Here’s an interesting piece for those of us who identify with the term “post-evangelical.” In U.S. Catholic, Heather Grennan Gary writes about what Catholics can learn from evangelicals. It says Catholics should take three lessons from evangelicals: “building relationships, creating a culture of conversion and discipleship, and teaching young people how to tell their faith stories.” It is replete with language I consider evangelicalese: “encountering Christ,” “personal relationship with Jesus Christ,” and “experiencing God.”

Here is a quote from Father William J. O’Malley, about Catholic catechism: 

They’ve substituted formulas and catechism answers for an experience of God. … No one is converted at the end of a catechism.

Much of the article seems to come down to “Catholics should feel more.”

As long as we’re on the topic of conversion, the funny thing, of course, is that a lot of evangelicals drawn to Catholicism think “Evangelicals should feel less. They should think more, like Catholics do.” That emotional “experience of God” is impossible for many of them to sustain without the thinking and the catechism and the long, dry tradition of scholarship. It’s what they find lacking in evangelicalism. It’s ironic: Catholics think Catholics should be more evangelical, and evangelicals think evangelicals should be more Catholic.

Of course it’s the evangelical converts who are the most gung-ho about not being evangelical. I showed this article to my sister, an evangelical convert to Catholicism, who said it’s silly to make Catholics less Catholic: “In the end, the evangelicals are better at being evangelical, so we’ll never beat them at their own game.”
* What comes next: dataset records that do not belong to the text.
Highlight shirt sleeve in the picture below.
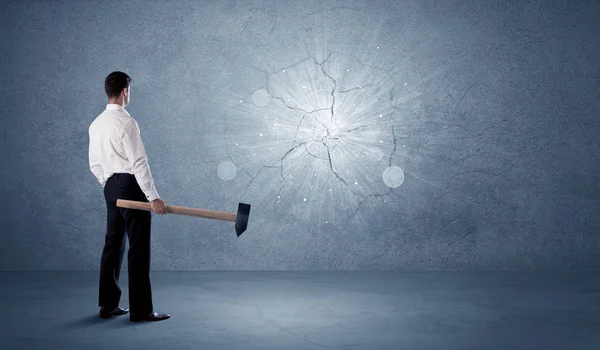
[88,132,106,188]
[121,121,160,201]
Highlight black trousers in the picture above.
[98,173,153,314]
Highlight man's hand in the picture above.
[150,198,167,215]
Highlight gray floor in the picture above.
[0,271,600,350]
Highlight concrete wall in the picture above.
[0,1,600,270]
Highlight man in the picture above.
[89,71,170,322]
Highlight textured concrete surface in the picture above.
[0,271,600,350]
[0,0,600,270]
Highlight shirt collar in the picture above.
[106,103,129,115]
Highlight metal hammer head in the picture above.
[235,203,250,237]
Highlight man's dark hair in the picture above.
[104,71,131,99]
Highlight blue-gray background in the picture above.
[0,0,600,270]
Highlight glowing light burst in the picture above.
[224,52,414,226]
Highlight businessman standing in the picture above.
[89,71,170,322]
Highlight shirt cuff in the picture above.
[146,188,160,202]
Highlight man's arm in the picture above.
[89,143,106,187]
[121,120,159,202]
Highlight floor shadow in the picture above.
[58,314,129,329]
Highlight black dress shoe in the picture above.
[129,311,171,322]
[100,306,129,318]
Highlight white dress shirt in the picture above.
[89,103,159,201]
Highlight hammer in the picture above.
[117,199,250,237]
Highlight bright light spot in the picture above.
[217,162,236,181]
[383,166,404,188]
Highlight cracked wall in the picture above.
[0,1,600,270]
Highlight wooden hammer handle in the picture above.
[117,199,237,222]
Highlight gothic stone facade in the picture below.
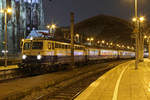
[0,0,44,55]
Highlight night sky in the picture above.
[43,0,150,26]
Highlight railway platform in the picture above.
[0,65,18,71]
[75,59,150,100]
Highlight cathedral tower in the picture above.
[0,0,44,55]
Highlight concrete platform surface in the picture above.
[0,65,18,71]
[75,59,150,100]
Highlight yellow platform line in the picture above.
[112,64,129,100]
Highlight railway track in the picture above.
[35,61,124,100]
[0,68,27,83]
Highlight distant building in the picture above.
[0,0,44,54]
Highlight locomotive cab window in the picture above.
[32,42,43,49]
[24,42,31,50]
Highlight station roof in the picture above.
[75,15,135,46]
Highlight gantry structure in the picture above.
[0,0,44,54]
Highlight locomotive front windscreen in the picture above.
[24,42,43,50]
[32,42,43,49]
[24,42,31,50]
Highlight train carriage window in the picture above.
[59,44,61,48]
[55,43,58,48]
[65,45,68,49]
[68,45,71,49]
[62,44,65,49]
[48,42,51,49]
[52,43,55,49]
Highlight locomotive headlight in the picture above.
[22,55,27,59]
[37,55,42,60]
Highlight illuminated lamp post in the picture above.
[0,8,12,67]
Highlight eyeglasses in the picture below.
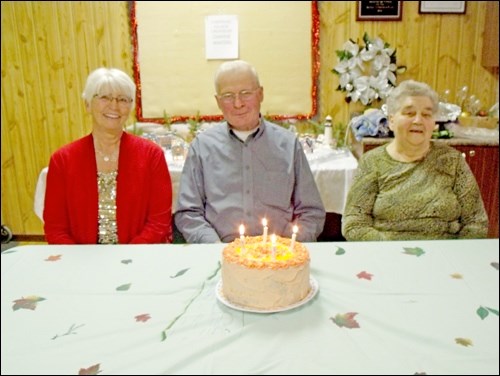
[94,94,132,106]
[217,88,260,104]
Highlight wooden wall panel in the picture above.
[1,1,498,235]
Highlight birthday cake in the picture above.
[222,236,311,310]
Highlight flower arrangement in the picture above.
[332,33,406,106]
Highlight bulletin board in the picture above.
[130,1,319,122]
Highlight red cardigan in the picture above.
[43,132,172,244]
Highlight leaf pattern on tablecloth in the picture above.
[356,270,373,281]
[455,337,473,347]
[78,363,102,375]
[52,324,85,339]
[330,312,359,329]
[161,261,221,341]
[476,306,498,320]
[135,313,151,322]
[45,255,62,261]
[116,283,132,291]
[170,268,189,278]
[12,295,45,311]
[403,247,425,257]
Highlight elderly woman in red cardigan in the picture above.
[43,68,172,244]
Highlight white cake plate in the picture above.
[215,277,319,313]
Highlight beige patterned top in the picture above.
[342,143,488,241]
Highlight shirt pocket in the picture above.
[255,170,293,210]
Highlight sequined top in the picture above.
[97,171,118,244]
[342,143,488,241]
But hey, our personality determines our theology anyway. I’ve always joked that we’re born a certain theology and discover it. Calvinists are born Calvinists. Whether they’re raised Pentecostal or Baptist or not, they’ll unearth their inner Calvinist soon enough. This language of “feeling” and “experiencing” and “thinking” and “reasoning” must show that. Some people feel more; some people think more. Hence the yearning of “feelers” who are born into “thinking” traditions, and the yearning of “thinkers” who are born into “feeling” traditions. Does a lot of our theology boil down to our own personality comfort zones? I think yes.